In the 19th c. many Swedish painters went to Dusseldorf and later to Paris for training. Notable among them were the landscape artist C. J. Fahlcrantz (1774-1861), Peter Krafft the Younger, a German (1777-1863), C. Wahlbom (1810-58), A. Wahlberg (1834-1906) and above all the greatest of modern Swedish painters, Anders Zorn (1860-1 920), who also produced etchings.
In Denmark, where landscape painting was a favourite genre, impressive and original work was done by Jens Juel (1745-1802), N. A. Abildgaard (1743-1809) and Christopher Wilhelm Eckersberg (1783-1853). Eckersberg in particular influenced the next generation of painters. About 1800 the Copenhagen Academy attracted many German painters, among them the neo-classicist A. J.1 Carstens and the Romantic artists P. O. Runge and C. D. Friedrich. Christen Kobke (1810-58) took up the inheritance of C. W. Eckersberg, and among a large number of lesser artists the names of Vilhelm Marstrand (1810-73) and Kristian Zahrtmann (1843-1917) may be mentioned. Two notable figures at the end of the 19th c. were Vilhelm Ham-mershoi (1864-1916) and Peter Severin Kroyer (1851-1909), the latter a practitioner of Impressionism. Joakim Skovgaard (1856-1916) renewed the art of monumental religious painting (frescoes in Viborg Cathedral).

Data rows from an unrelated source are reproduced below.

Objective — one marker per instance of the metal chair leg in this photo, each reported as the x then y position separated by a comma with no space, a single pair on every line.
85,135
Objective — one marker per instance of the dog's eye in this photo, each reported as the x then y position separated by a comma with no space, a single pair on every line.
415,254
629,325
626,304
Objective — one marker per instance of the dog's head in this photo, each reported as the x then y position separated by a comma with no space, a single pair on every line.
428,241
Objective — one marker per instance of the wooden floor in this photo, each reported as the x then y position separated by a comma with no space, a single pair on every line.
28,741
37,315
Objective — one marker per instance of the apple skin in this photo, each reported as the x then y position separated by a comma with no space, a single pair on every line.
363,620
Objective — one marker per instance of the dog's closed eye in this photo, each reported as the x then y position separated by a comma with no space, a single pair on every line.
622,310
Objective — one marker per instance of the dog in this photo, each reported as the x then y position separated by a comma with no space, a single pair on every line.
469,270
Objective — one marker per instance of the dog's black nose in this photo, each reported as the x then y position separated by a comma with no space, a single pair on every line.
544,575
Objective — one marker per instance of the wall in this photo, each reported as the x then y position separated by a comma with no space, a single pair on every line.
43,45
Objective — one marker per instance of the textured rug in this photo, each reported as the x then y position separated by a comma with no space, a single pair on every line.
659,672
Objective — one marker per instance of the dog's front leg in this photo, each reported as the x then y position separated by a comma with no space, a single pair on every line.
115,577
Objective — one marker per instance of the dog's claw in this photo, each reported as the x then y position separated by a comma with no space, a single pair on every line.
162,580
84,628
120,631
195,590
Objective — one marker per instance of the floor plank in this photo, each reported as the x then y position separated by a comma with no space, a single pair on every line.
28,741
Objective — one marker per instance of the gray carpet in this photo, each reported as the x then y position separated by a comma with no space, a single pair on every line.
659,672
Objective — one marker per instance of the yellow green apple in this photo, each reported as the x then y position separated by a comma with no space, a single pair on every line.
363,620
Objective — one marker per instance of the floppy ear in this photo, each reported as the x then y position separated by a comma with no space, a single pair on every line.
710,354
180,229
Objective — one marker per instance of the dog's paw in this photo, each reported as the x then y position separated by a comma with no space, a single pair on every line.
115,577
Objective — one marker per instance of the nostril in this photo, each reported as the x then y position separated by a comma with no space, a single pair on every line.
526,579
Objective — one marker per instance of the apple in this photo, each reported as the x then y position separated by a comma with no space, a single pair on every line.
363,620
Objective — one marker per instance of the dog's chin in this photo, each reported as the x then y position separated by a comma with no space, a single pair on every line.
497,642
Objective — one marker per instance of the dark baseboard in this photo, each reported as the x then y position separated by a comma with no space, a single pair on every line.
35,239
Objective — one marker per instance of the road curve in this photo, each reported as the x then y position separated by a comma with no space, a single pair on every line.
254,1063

Scandinavia has played a prominent role in 20th c. architecture. During the 1920s and 1930s a close to the earth style of architecture was popular family houses, terraced houses, the bakkehuse (hill houses) of the Danish architect Ivar Bentsen (1876-1943). The international Functionalism of Gunnar Asplund (1885-1940), however, made increasing headway, with such buildings as the exhibition halls for the Stockholm Exhibition of 1930 (light, airy structures of glass and steel), Stockholm Municipal Library (1924-7) and an extension of Goteborg (Gothenburg) Town Hall (1934-7). Sven Markehus built the Concert Hall in Helsingborg (1936). The ideas of the Swedish Arts and Crafts Association on modern design were the starting point of a distinctive Scandinavian school of interior decoration and the design of everyday articles and utensils.
The basic types of housing developed in Sweden were various forms of tower block (Orebro, 1948-50; Danviksklippen, by S. Backstrom and L. Reinius, 1945). The best known of Stockholm’s satellite towns is Vallingby.
Perhaps the best known Danish architect was Arne Jacobsen (1902-71), who was responsible for new town halls at Arhus (1941) and Mainz (1969).
Among leading Danish sculptors of the 20th c. are Robert Jacobsen (b, 1917), who works in metal; Kai Nielsen (1882-1924), creator of a new monumental style; Bengt Sorensen (b. 1923), Gunnar Westmann (b. 1915) and Svend W. Hansen (b. 1922). The youngest generation of sculptors follows current post-war trends.